Using advanced X-ray scanning and 3D rendering, a team of scientists from Yale University and the Smithsonian have identified a snappy new species of ancient reptile from a single fossilized skull.
With a 2.5-centimeter-long head, Colobops noviportensis (colobops from the Greek for shortened face; and noviportensis, for New Haven, Connecticut, where the fossil was found) was a petite beast – unlikely to draw too much attention compared to the massive dinosaur and archosaur species that also roamed Pangea some 200 million years ago.
Yet after a lengthy analysis of the specimen, now published in Nature Communications, the researchers show that C. noviportensis’ petite bite packed an incredible punch.
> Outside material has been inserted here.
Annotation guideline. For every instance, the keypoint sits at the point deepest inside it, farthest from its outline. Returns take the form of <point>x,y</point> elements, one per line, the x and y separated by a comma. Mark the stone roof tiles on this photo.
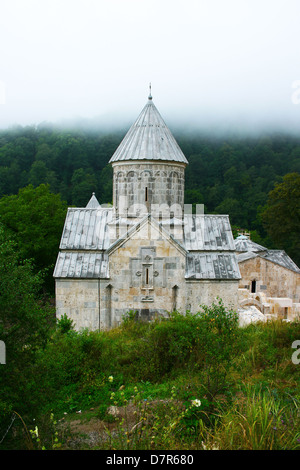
<point>149,138</point>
Video courtesy of the Yale Office of Public Affairs and Communications
"Colobops would have been a diminutive but plucky little beast, part of a little-known menagerie of small animals that lived among the first dinosaurs," said senior author Bhart-Anjan Bhullar in a statement.
"Its tiny frame hid some big secrets."
According to a computer-based reconstruction of how muscles attached to the skull, C. noviportensis had impressively beefy adductor musculature attached to a reinforced yet flexible snout. Taken all together, the authors conclude that the reptile’s jaws could clamp down with such force that “for an animal of its body size, C. noviportensis likely had a more powerful bite than any other Triassic reptile.”

This suite of unique physical traits, or a jaw muscle system that rivals it, has also not been observed in any currently living diapsids – a group that includes ancient reptiles and their descendants (crocodiles, lizards, snakes, tuataras, and dinosaurs/birds), meaning that C. noviportensis is still in number one place for strongest reptile jaws for an animal its size, even hundreds of millions of years after it lived.
Not bad for a gecko-sized archosaur.
Based on our current evolutionary trees, C. noviportensis is believed to have branched off from other Triassic diapsids soon after the massive Permo-Triassic extinction event (cheerily nicknamed the “Great Dying”) approximately 252 million years ago.
During the period, the diapsids that had survived the event diversified greatly, acquiring new adaptions to exploit resources or habitats newly vacated by extinct species. C. noviportensis took the opportunity to develop jaws capable of crushing through scales and bone, suggesting it may have eaten other reptiles, though we’ll likely never know for certain.
Given the scarcity of C. noviportensis in the fossil record, we’re also unlikely to know exactly what happened to the fierce little creature and why its seemingly advanced jaw system was not passed down to future species.